How Does ActivTrak Determine Remote vs. Office Location?
ActivTrak Location Insights provides visibility into productivity metrics for hybrid, remote and in-office employees to enable informed decisions about hybrid work policies and office space requirements.
The Location Insights Dashboard breaks down employee location into three categories: Remote, Office and Office/Remote.
ActivTrak classifies as “Office” any location where multiple contributors from the same organization (users on the same ActivTrak account) work. Every other location is classified as “Remote.” (When an employee works in-office and remotely in the same day, with less than 80% of the day spent in either location, they are classified as “Office/Remote.”)
To determine that multiple individuals are co-located (classified as “Office”), we analyze their network signature by looking at their IP address and unique on-device signals. This approach allows ActivTrak to properly determine whether coworkers are physically co-located, even in scenarios where organizations use Virtual Private Networks (VPNs).
VPN Detection Details
Organizations use VPNs to secure access to particular systems by routing internet traffic through an office server first. This can cause remote workers to appear as though they are working from an office. However, since your network router is co-located with you, it won’t change when connected to a VPN, as an IP address does. ActivTrak differentiates between office and VPN activity by inspecting unique on-device signals in addition to IP addresses.
For data privacy reasons, ActivTrak hashes these signals before processing or storage – we never know the original value.
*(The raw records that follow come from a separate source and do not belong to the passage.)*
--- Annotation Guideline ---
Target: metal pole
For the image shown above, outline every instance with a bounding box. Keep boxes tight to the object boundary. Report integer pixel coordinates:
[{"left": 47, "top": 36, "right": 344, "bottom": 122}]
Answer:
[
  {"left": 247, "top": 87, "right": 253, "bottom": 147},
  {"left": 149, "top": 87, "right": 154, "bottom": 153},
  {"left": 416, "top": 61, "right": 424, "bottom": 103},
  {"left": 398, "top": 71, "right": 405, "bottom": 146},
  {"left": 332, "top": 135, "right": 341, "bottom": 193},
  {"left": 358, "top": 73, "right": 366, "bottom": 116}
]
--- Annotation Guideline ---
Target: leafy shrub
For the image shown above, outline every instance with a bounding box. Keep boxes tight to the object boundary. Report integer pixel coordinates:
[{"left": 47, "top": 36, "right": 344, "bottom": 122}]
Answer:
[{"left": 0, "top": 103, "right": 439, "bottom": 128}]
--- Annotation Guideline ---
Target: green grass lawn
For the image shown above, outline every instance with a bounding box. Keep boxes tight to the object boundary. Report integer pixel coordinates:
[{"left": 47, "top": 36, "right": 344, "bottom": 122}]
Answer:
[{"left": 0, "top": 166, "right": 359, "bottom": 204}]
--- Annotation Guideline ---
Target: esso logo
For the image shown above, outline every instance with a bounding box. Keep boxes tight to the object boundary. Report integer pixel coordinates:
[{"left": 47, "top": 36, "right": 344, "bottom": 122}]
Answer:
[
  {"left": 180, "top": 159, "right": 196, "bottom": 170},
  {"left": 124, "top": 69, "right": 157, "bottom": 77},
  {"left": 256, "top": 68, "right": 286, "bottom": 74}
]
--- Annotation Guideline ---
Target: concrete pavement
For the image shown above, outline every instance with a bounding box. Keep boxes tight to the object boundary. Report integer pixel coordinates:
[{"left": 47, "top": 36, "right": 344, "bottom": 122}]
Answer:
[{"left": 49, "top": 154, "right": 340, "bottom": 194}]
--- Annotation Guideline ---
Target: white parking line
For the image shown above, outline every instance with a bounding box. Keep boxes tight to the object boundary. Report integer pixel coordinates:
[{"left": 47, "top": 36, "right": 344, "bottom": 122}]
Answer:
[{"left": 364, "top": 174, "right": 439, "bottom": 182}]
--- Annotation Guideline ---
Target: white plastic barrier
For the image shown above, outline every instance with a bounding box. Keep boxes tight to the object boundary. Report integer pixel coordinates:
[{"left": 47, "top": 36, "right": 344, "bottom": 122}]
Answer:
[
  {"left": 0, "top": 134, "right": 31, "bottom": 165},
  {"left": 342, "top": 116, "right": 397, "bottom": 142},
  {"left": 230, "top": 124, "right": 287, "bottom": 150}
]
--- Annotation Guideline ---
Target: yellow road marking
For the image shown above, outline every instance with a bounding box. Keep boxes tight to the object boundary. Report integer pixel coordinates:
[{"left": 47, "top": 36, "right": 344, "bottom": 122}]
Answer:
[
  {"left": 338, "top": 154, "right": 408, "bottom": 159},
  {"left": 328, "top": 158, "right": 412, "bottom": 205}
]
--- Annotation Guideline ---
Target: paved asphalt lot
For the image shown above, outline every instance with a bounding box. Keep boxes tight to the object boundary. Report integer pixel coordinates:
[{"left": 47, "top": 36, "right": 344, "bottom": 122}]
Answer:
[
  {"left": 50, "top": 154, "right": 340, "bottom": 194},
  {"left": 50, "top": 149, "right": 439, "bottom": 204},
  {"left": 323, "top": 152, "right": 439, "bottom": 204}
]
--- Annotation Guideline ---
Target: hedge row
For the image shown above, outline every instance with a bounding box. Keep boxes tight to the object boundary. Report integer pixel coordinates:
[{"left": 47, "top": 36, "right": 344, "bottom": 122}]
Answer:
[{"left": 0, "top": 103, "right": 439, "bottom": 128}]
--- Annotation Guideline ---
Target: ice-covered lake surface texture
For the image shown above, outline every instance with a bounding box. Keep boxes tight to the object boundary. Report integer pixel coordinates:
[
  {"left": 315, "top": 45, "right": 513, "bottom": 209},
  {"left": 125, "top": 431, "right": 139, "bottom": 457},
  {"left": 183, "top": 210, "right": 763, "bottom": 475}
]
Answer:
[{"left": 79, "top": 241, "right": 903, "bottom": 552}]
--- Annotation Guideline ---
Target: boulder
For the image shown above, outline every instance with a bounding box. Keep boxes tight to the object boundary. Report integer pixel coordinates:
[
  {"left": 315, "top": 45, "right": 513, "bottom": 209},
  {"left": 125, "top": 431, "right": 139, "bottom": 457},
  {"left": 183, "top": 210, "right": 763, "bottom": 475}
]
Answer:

All that matters is whether it is unique (“Remote”) or shared (“Office”).
Explicit IP Assignment
For situations where employees routinely connect to the same IP address, such as an office or a VPN, Admins can label the IP address/range to ensure that associated user activity is always assigned the correct location.
From the ActivTrak app, navigate to the Insights Configuration page (Insights > Configuration). In the Assign IP Addresses to an Office Network or VPN setting, fill in the fields per the instructions below:
- IP address or range (subnet mask): IP4 addresses only
- Location Description: Select VPN or Office
- If Office is selected, activity on the associated IP address will always be classified as “Office.”
- If VPN is selected, activity on the associated IP will be classified according to the location detected (“Office” or “Remote”) using additional network attributes beyond IP address.
- IP Type: Select public (internet IP) or private (subnet IP)
Use the toggle below the list of manually assigned IP addresses to specify whether the list of Office IPs should be exhaustive or partial.
- If this toggle is turned on, only activity on manually assigned ‘Office’ IP addresses will be labeled ‘Office’ in the Location Insights Dashboard. User activity on all other IPs will automatically be labeled ‘Remote.’
- If the toggle is turned off, the Agent may automatically assign the ‘Office’ location to activity that takes place on other IP addresses, according to the location detection rules described in this article. (Activity on manually assigned ‘Office’ IPs will be labeled accordingly.)
- Location estimates for VPN activity are not impacted by the toggle. Whether the toggle is on or off, manually assigned VPNs will be labeled ‘Office’ or ‘Remote’ according to the location detection model. (Manually assigning the ‘VPN’ designation to an IP address ensures the accuracy of these predictions, because it indicates that the user’s location should be inferred from on-device signals rather than the IP address.)
Location History
Location history improves the accuracy of location estimates by “remembering” locations that have previously been identified as an office. If a critical mass of workers congregates at a location one day, we will retain that information and label the corresponding network signature an “Office” going forward, even on days when only one or two employees work from that location.
Location history only matches users against office clusters (multiple employees working from the same location) with strong signals. This determines which locations should be remembered as offices, and which should not. For instance, if a number of coworkers congregate at a coffee shop one day and log into their assigned computers, we’d identify that coffee shop as an “Office” for that day. But if a single employee returns to that location on future occasions, it wouldn’t make sense to classify their activity as taking place in an office.
This approach balances key location use cases:
- Auto-discovery of offices, especially those where IP addresses are unknown or change
- Remembering offices, even when they are sparsely populated on some days
- Forgetting temporary offices to limit false positives
Remote and Terminal Servers
Location can be determined for users connected to Windows Remote Desktop (RDP) and Citrix environments (via XenDesktop or XenApp). If the ActivTrak software is installed on the user’s local device (most commonly in a Remote location), we will ignore the terminal server location and accurately predict the true location of the user for the entire working session. If the ActivTrak agent is not installed on the local device, we will default the location prediction to ‘Remote’ – the most common case.
Future releases may include location estimates for other remote desktop protocols.